Pour compléter le tableau de ce qu’était la vie des soldats romains en Égypte, il faut ajouter que toutes ces besognes peu militaires, en somme, au sens noble du mot, étaient coupées de fêtes et de cérémonies annuelles qui en rompaient de loin en loin la monotonie. Deux fois par an, surtout, les camps étaient en liesse, au jour anniversaire de l’Empereur et pour les Saturnales.

C’est encore un papyrus qui nous apprend ce qui se passait dans le premier cas. Nous sommes au temps de l’empereur Sévère Alexandre. Dans le moindre village du monde romain on sacrifie en son honneur ; les soldats de la cohorte auxiliaire qui tient garnison à Syène célèbrent, comme les autres, la date solennelle. Ils vont d’abord dans les édifices religieux voisins du prétoire, pour honorer les dieux protecteurs de l’armée ; les officiers marchent en tête, ainsi qu’il convient.
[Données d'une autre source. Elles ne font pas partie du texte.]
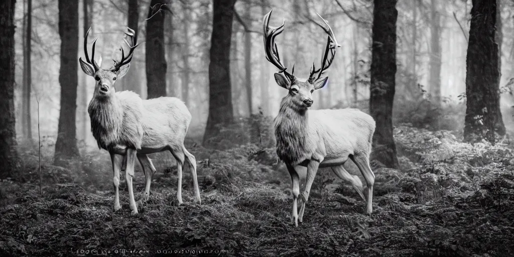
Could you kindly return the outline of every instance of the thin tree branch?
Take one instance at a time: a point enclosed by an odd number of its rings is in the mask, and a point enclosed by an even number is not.
[[[348,12],[345,9],[344,9],[344,7],[343,7],[343,5],[341,4],[341,2],[339,2],[339,0],[336,0],[336,3],[337,3],[337,5],[339,6],[339,7],[341,7],[341,9],[343,10],[343,12],[344,12],[344,14],[346,14],[346,16],[347,16],[350,19],[350,20],[355,22],[358,23],[362,23],[363,24],[369,24],[370,23],[369,22],[366,22],[365,21],[361,21],[360,20],[359,20],[358,19],[354,17],[352,14],[350,14],[350,12]]]
[[[457,19],[457,15],[455,14],[455,12],[453,12],[453,17],[455,18],[455,20],[457,22],[457,24],[458,24],[458,26],[461,27],[461,30],[462,30],[462,34],[464,35],[464,38],[466,39],[466,42],[469,43],[468,40],[468,36],[466,35],[466,32],[464,31],[464,28],[462,27],[462,25],[461,25],[461,23],[458,22],[458,19]]]
[[[243,28],[244,29],[245,32],[250,32],[250,33],[256,33],[258,34],[260,34],[261,35],[263,34],[263,33],[261,31],[257,31],[255,30],[252,30],[250,29],[248,27],[248,25],[245,23],[245,22],[241,18],[241,16],[239,15],[239,13],[237,13],[237,11],[234,10],[234,16],[235,17],[235,20],[237,21],[242,26],[243,26]]]

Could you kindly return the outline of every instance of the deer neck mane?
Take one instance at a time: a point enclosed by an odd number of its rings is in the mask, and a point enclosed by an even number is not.
[[[289,96],[282,99],[275,118],[277,154],[281,160],[293,167],[310,157],[308,111],[297,106]]]
[[[116,94],[108,97],[93,96],[87,112],[91,119],[91,132],[99,148],[108,150],[119,141],[123,109]]]

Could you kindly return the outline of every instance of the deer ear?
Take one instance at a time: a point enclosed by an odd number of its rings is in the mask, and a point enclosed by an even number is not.
[[[130,63],[127,63],[121,68],[120,68],[119,70],[118,71],[118,77],[122,78],[127,74],[127,71],[128,71],[128,68],[130,68]]]
[[[82,68],[84,73],[93,77],[95,74],[95,68],[93,66],[82,61],[82,58],[79,58],[79,62],[80,63],[80,67]]]
[[[327,81],[328,80],[328,77],[323,78],[321,79],[319,79],[315,82],[314,82],[314,89],[319,89],[324,86],[326,84]]]
[[[274,75],[275,77],[275,81],[277,82],[277,84],[278,84],[279,86],[286,89],[289,89],[290,87],[290,85],[289,84],[289,81],[283,75],[280,74],[280,73],[276,73]]]

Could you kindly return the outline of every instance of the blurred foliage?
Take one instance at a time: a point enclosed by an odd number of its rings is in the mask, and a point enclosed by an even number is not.
[[[0,181],[0,252],[62,256],[75,254],[72,248],[97,248],[150,251],[131,255],[151,255],[159,249],[224,249],[228,252],[221,255],[229,256],[514,252],[511,142],[472,145],[452,131],[409,124],[397,126],[394,133],[401,171],[373,165],[371,216],[363,214],[365,203],[351,187],[321,169],[298,228],[290,222],[290,178],[273,159],[272,147],[240,143],[220,151],[187,140],[186,148],[197,158],[201,206],[192,203],[187,168],[185,204],[177,206],[171,155],[154,155],[158,172],[150,199],[140,206],[137,216],[130,214],[125,190],[120,192],[122,209],[113,212],[112,173],[105,151],[88,152],[66,168],[44,159],[42,196],[34,174],[37,162],[28,153],[26,172]],[[136,199],[143,177],[136,173]]]

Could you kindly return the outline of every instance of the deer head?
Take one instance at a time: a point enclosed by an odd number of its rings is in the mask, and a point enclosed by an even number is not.
[[[314,64],[306,81],[300,81],[294,75],[295,65],[293,65],[291,73],[287,72],[286,68],[280,62],[278,49],[275,43],[275,37],[284,30],[284,22],[279,27],[269,26],[269,18],[271,15],[271,10],[264,15],[263,20],[263,28],[264,30],[264,49],[266,51],[266,59],[279,68],[278,72],[274,74],[275,81],[278,85],[289,90],[288,97],[292,98],[293,103],[298,107],[308,108],[310,107],[313,101],[312,93],[316,89],[319,89],[325,86],[328,77],[322,77],[321,75],[327,70],[336,54],[336,48],[341,46],[336,41],[335,36],[328,23],[323,19],[318,13],[318,16],[323,21],[324,25],[319,25],[328,34],[326,47],[321,61],[321,67],[316,69]],[[283,76],[282,74],[283,74]]]
[[[136,44],[137,40],[136,33],[134,30],[127,28],[127,32],[125,32],[123,41],[129,47],[128,54],[125,57],[123,48],[120,47],[121,59],[119,61],[114,60],[114,65],[113,67],[108,69],[103,69],[100,67],[100,65],[102,65],[102,57],[100,57],[98,63],[95,60],[95,46],[97,40],[98,39],[98,37],[93,41],[91,59],[89,59],[89,55],[87,54],[87,35],[90,29],[89,28],[84,38],[84,53],[86,61],[82,61],[82,58],[79,58],[79,61],[80,62],[80,67],[82,68],[82,71],[95,78],[96,80],[94,95],[97,97],[108,97],[116,91],[114,84],[116,79],[123,77],[128,71],[134,49],[138,45]]]

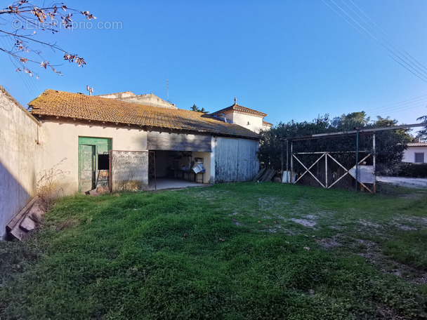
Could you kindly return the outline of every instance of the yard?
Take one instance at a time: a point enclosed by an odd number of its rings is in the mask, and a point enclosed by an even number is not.
[[[423,319],[427,192],[235,183],[58,201],[0,319]]]

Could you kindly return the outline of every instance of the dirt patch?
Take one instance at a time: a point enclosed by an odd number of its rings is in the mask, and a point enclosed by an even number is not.
[[[320,246],[324,249],[330,249],[331,248],[335,248],[339,246],[341,246],[339,242],[338,242],[338,241],[336,240],[335,236],[333,236],[331,238],[325,238],[321,239],[315,239],[315,240],[317,244],[319,244],[319,246]]]
[[[315,221],[308,219],[296,219],[294,218],[291,218],[289,219],[289,220],[308,228],[313,228],[317,224]]]
[[[237,221],[237,219],[235,219],[234,218],[231,219],[231,222],[233,225],[237,225],[237,227],[240,225],[244,225],[243,223],[240,223],[239,221]]]

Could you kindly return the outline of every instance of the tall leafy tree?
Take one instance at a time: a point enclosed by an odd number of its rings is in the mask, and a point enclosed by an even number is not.
[[[331,121],[328,115],[317,116],[311,121],[287,124],[280,123],[270,131],[262,131],[262,143],[258,152],[258,159],[265,166],[281,168],[282,157],[286,152],[286,140],[304,137],[317,133],[327,133],[349,131],[355,127],[360,128],[377,128],[397,125],[396,120],[379,117],[370,121],[364,112],[353,112],[334,118]],[[392,173],[402,161],[407,144],[411,140],[408,130],[379,131],[376,133],[376,156],[377,173]],[[330,138],[298,141],[294,144],[295,152],[348,152],[355,151],[355,135],[340,135]],[[360,135],[359,140],[360,150],[372,151],[372,135]],[[343,158],[342,156],[341,158]],[[354,159],[352,160],[354,161]]]

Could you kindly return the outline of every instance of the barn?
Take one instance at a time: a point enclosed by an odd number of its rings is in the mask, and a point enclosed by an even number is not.
[[[252,125],[232,123],[228,109],[222,112],[228,121],[178,109],[154,95],[91,96],[48,89],[28,105],[41,124],[39,171],[57,174],[64,194],[100,186],[146,189],[162,178],[247,181],[259,169],[258,134]],[[240,107],[235,101],[234,106]],[[245,111],[247,118],[254,117],[241,124],[265,126],[265,114],[237,107],[239,119]]]

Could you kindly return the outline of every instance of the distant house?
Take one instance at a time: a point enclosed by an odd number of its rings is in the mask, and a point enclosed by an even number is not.
[[[427,163],[427,142],[421,142],[417,138],[414,142],[408,143],[402,161],[412,164]]]
[[[177,170],[185,175],[192,163],[205,169],[199,182],[251,180],[259,169],[257,133],[270,124],[263,122],[265,114],[237,103],[209,115],[130,92],[89,96],[46,90],[28,105],[41,124],[39,169],[62,161],[67,174],[58,184],[65,194],[97,187],[114,150],[129,159],[143,155],[138,175],[146,185],[154,176],[176,177]]]
[[[221,109],[211,114],[222,117],[227,122],[238,124],[257,133],[261,129],[269,130],[272,126],[272,124],[264,121],[264,117],[267,114],[237,105],[235,98],[233,105]]]

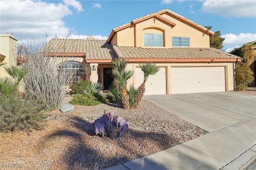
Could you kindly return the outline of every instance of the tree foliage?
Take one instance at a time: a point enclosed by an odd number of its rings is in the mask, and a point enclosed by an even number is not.
[[[212,26],[205,26],[208,30],[211,30]],[[222,44],[225,38],[220,37],[220,31],[215,32],[214,35],[210,38],[210,46],[217,49],[221,49],[223,47]]]
[[[243,62],[244,64],[249,66],[256,61],[256,50],[254,48],[254,43],[251,42],[244,44],[240,47],[235,48],[230,53],[234,55],[242,57]]]
[[[236,63],[235,71],[236,90],[246,90],[254,79],[252,71],[245,63],[240,62]]]

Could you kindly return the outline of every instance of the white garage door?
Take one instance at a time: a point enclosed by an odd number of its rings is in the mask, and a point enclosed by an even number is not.
[[[171,76],[172,94],[225,91],[224,67],[172,67]]]
[[[154,75],[151,75],[145,84],[145,95],[165,95],[166,90],[166,74],[165,67],[160,67],[160,70]],[[140,67],[136,68],[136,84],[137,87],[143,82],[143,72]]]

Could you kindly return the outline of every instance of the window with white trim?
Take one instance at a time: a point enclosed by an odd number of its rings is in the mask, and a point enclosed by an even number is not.
[[[172,37],[173,47],[189,47],[189,37]]]
[[[58,66],[58,73],[64,71],[66,74],[66,85],[75,84],[87,78],[85,67],[78,62],[68,61],[60,64]]]
[[[145,47],[162,47],[162,34],[144,34]]]

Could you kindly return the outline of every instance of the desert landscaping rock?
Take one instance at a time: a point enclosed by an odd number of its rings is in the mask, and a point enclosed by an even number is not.
[[[60,111],[64,113],[67,113],[74,111],[74,105],[70,103],[64,103],[60,108]]]
[[[63,103],[71,98],[65,97]],[[100,170],[207,133],[144,100],[137,108],[126,110],[112,103],[74,108],[66,114],[59,110],[49,112],[44,129],[33,130],[29,136],[22,132],[0,133],[2,164],[22,164],[22,169]],[[122,116],[127,122],[128,130],[121,138],[113,140],[95,135],[93,123],[105,110],[113,111],[115,117]]]

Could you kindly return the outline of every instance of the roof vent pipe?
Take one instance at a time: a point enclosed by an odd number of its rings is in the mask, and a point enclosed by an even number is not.
[[[92,36],[91,35],[89,35],[87,37],[87,40],[94,40],[94,37]]]

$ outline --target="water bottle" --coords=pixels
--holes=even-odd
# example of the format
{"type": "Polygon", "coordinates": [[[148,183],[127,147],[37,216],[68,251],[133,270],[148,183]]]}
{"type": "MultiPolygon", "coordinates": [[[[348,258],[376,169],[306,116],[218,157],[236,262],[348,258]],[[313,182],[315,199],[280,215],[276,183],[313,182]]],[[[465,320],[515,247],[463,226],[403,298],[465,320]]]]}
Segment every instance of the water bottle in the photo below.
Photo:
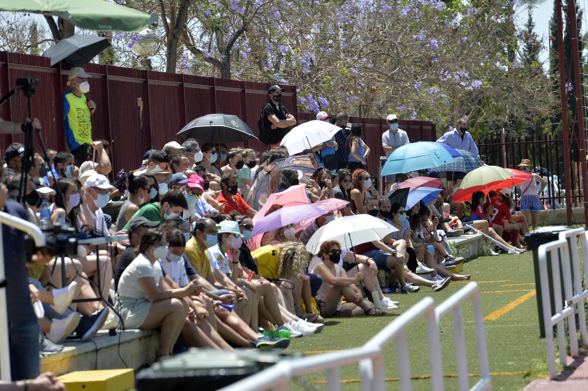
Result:
{"type": "Polygon", "coordinates": [[[42,230],[46,230],[53,226],[51,224],[51,210],[49,208],[46,198],[43,198],[43,201],[41,201],[41,206],[39,207],[39,215],[41,217],[42,230]]]}

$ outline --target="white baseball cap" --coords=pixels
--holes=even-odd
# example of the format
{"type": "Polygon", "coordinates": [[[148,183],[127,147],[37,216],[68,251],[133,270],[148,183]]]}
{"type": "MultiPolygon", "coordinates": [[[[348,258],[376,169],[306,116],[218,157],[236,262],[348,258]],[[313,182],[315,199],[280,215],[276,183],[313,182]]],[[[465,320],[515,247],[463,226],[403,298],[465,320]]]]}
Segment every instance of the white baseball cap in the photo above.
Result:
{"type": "Polygon", "coordinates": [[[86,187],[98,187],[113,190],[116,188],[110,184],[108,178],[100,174],[94,174],[86,180],[86,187]]]}
{"type": "Polygon", "coordinates": [[[186,150],[186,147],[181,146],[178,143],[178,141],[169,141],[169,143],[163,146],[163,148],[165,148],[166,147],[172,147],[173,148],[175,148],[176,149],[181,149],[182,151],[186,150]]]}
{"type": "Polygon", "coordinates": [[[319,112],[316,114],[316,120],[322,121],[325,118],[330,118],[330,116],[327,114],[326,112],[319,112]]]}
{"type": "Polygon", "coordinates": [[[75,66],[69,70],[69,76],[68,76],[68,80],[71,80],[74,77],[81,77],[82,79],[89,79],[92,76],[86,73],[86,71],[83,70],[81,66],[75,66]]]}

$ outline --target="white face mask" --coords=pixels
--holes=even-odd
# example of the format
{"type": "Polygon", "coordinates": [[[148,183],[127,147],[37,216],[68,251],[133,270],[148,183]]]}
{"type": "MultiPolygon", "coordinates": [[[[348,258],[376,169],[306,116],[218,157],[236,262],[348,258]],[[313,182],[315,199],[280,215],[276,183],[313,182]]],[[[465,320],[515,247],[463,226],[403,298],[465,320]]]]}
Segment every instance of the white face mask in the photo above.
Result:
{"type": "MultiPolygon", "coordinates": [[[[163,247],[163,246],[162,246],[162,247],[163,247]]],[[[159,248],[159,247],[158,247],[157,248],[159,248]]],[[[156,248],[155,250],[156,250],[157,248],[156,248]]],[[[163,248],[165,248],[163,247],[163,248]]],[[[171,252],[168,252],[168,260],[171,261],[171,262],[179,262],[180,261],[182,260],[182,255],[176,255],[175,254],[172,254],[171,252]]]]}
{"type": "Polygon", "coordinates": [[[153,256],[156,259],[163,259],[168,256],[168,248],[165,246],[159,246],[156,247],[153,251],[153,256]]]}
{"type": "Polygon", "coordinates": [[[86,94],[90,92],[90,83],[88,82],[83,82],[78,85],[78,89],[82,92],[82,94],[86,94]]]}
{"type": "Polygon", "coordinates": [[[289,239],[292,237],[294,236],[294,234],[296,232],[294,231],[294,228],[292,227],[289,227],[284,230],[284,236],[286,237],[286,239],[289,239]]]}

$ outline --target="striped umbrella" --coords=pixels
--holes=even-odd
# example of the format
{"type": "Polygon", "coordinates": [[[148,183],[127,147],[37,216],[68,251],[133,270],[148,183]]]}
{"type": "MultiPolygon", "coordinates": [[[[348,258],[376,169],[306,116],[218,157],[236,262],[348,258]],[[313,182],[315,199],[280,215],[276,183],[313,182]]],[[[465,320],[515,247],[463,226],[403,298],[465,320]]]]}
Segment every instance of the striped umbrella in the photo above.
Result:
{"type": "Polygon", "coordinates": [[[439,166],[436,170],[439,171],[453,171],[467,174],[482,166],[480,160],[469,151],[465,151],[463,149],[458,149],[457,151],[461,153],[462,156],[455,157],[455,163],[439,166]]]}

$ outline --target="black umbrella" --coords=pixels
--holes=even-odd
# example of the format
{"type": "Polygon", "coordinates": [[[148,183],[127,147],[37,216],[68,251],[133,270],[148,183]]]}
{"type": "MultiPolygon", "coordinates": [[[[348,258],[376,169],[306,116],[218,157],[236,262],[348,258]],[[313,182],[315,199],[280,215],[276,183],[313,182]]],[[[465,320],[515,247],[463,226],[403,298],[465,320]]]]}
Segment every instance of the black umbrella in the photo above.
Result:
{"type": "Polygon", "coordinates": [[[64,60],[70,69],[81,66],[110,46],[103,36],[80,34],[62,39],[43,53],[51,59],[51,65],[64,60]]]}
{"type": "Polygon", "coordinates": [[[390,200],[390,204],[394,203],[398,203],[403,206],[406,205],[406,200],[408,199],[408,193],[410,189],[408,187],[402,188],[395,188],[392,191],[387,193],[384,197],[390,200]]]}
{"type": "Polygon", "coordinates": [[[201,143],[215,144],[221,140],[226,143],[257,139],[253,131],[240,118],[220,113],[199,117],[184,126],[178,134],[184,140],[194,138],[201,143]]]}

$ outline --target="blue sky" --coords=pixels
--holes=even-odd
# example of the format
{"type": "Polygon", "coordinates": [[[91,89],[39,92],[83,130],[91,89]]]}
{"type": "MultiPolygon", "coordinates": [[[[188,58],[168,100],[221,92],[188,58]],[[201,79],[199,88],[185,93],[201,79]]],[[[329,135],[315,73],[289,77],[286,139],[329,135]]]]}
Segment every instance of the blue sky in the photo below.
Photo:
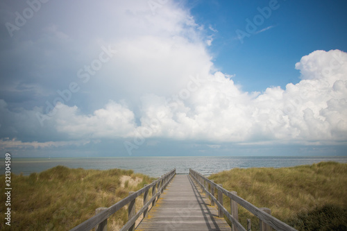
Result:
{"type": "Polygon", "coordinates": [[[346,155],[346,1],[0,3],[0,150],[346,155]]]}

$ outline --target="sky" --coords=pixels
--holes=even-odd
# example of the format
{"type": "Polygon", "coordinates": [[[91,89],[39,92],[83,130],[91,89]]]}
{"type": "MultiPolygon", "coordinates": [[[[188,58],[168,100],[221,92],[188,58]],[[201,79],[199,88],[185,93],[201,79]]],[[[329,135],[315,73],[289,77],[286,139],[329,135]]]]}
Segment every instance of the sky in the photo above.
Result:
{"type": "Polygon", "coordinates": [[[346,8],[1,1],[1,155],[347,155],[346,8]]]}

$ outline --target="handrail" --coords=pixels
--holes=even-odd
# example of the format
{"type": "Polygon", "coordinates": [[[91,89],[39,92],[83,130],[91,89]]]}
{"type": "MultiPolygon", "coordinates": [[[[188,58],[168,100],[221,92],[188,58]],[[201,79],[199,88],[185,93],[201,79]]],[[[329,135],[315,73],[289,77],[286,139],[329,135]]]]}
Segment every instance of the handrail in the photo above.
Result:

La procession achevée, ils reçoivent, de la part du prince, des gratifications en argent. Ces libéralités faisaient partie des usages que les empereurs laissèrent s’établir par faiblesse et acceptèrent par ambition ; plus d’un leur dut successivement son élévation et sa mort ; car on n’arrive jamais à contenter longtemps les foules.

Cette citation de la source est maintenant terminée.